Bijgevolg is de zet 22.34-30 niet goed. De opstelling met 22.44-40 en 23.50-45 is het alternatief, Zwart heeft niets aan 22...15-20 23.50-45 4-10 24.34-29 23x34 25.40x29 20-25 etc. en het sterke witte centrum blijft bestaan. Het moet dus komen van 22...4-10 23.50-45 3-9 24.43-39 15-20 25.48-43 10-15 26.34-29 23x34 27.40x29 en het zetje 17-21 etc. is slecht voor zwart. Na 27...20-25! 28.29x20 15x24 28.28-22 18x27 29.32x21 staat de trouwe schijf 1 nog op zijn plaats en zou zwart erg goed moeten staan.

De verschrikkelijke zet 22...15-20? probeert extra verzwakkingen uit te lokken om alvorens de uitbraak 28-22 wordt afgedwongen zoveel mogelijk schade aan te richten in het witte achterland. Na 23.44-40? 1-6 24.50-45 3-9 25.30-25 etc. staan er weer twee extra schijven in de 'verkeerde richting' op de witte korte vleugel.

Helaas realiseerde ik mij niet, dat de achterloop 23.30-25 een vrijwel beslissend tempoprobleem creëert. Objectief gezien sta ik na 22...15-20 vrijwel verloren.

 

Wit speelt in diagram 4 de zet 28.40-34. Een alternatief was 28.50-45 en 28...18-22 faalt op 37-31xx gevolgd door 39-34 met schijfwinst. Zwart moet na 28.50-45 ruilen met 28...24-30xx en staat na 37-31x31 waarschijnlijk strategisch gezien verloren. In de partij miste wit niet alleen 28.50-45, maar ook in de volgende fase is de zet 32.50-44 verschrikkelijk.
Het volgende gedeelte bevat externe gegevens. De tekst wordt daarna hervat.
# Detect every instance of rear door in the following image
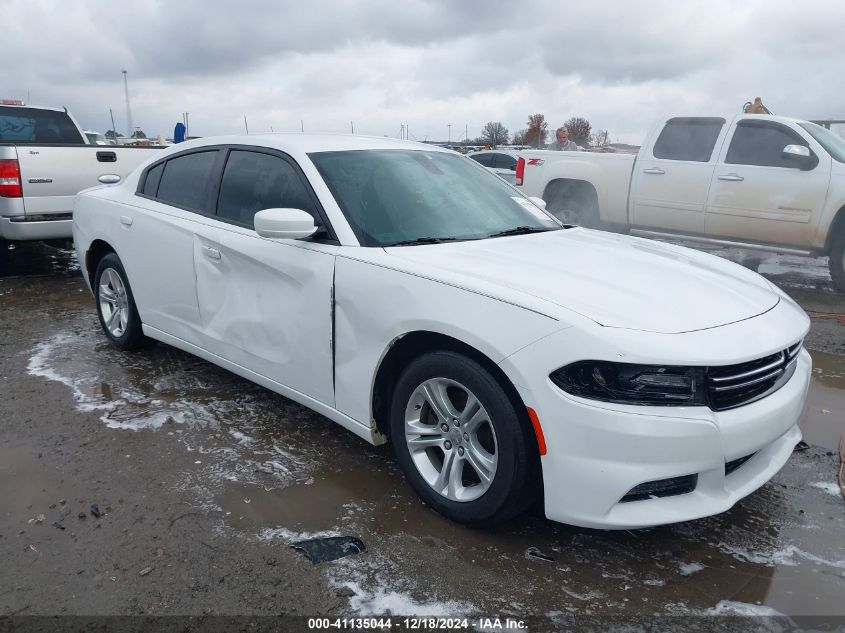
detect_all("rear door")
[705,119,831,246]
[195,147,338,406]
[631,117,726,234]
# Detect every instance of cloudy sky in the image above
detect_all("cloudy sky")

Ron maakte zich terecht enorme zorgen over 32.43-38. Dat verhindert het reddende 22-28x28.

Na 32.43-38 19-23 33.47-42 8-13 34.50-44 heeft zwart een gatenkaas. Het offer 34...22-28 35.33x22 17x28 36.38-33  24-29 37.33x24 is het overwegen waard, maar de witte stand is aanmerkelijk beter toegerust voor dit offer, dan later in het partij en daar zie ik er ook van af.

In de partij heb ik mijn laatste tijd besteed aan het berekenen van de gevolgen van een aantal winstpogingen. In diagram 6 is 38...9-14 39.41-37 19-23 40.38-33 13-19 41.33x22 23-29 42.34x23 19x17 41.39-34 14-19 42.37-32 19-23 43.44-40 (Truus) een slecht idee. Het offer 39...19-23  40.38-33 24-29 41.33x24 7-12 42.16x7 12x1 (diagram 7) is op meerdere manieren remise door het enigszins verrassende 21-16. 

In beiderzijdse lichte tijdnood proberen de spelers nog van alles om het tweetje naar zich toe te halen. Ik speelde eerst 43...24-29, omdat het na het voorbereidende 43...14-19 o.a. remise is door 44.38-33. De zet 47.30-24 verraste mij compleet. Gelukkig bleek het gewoon remise.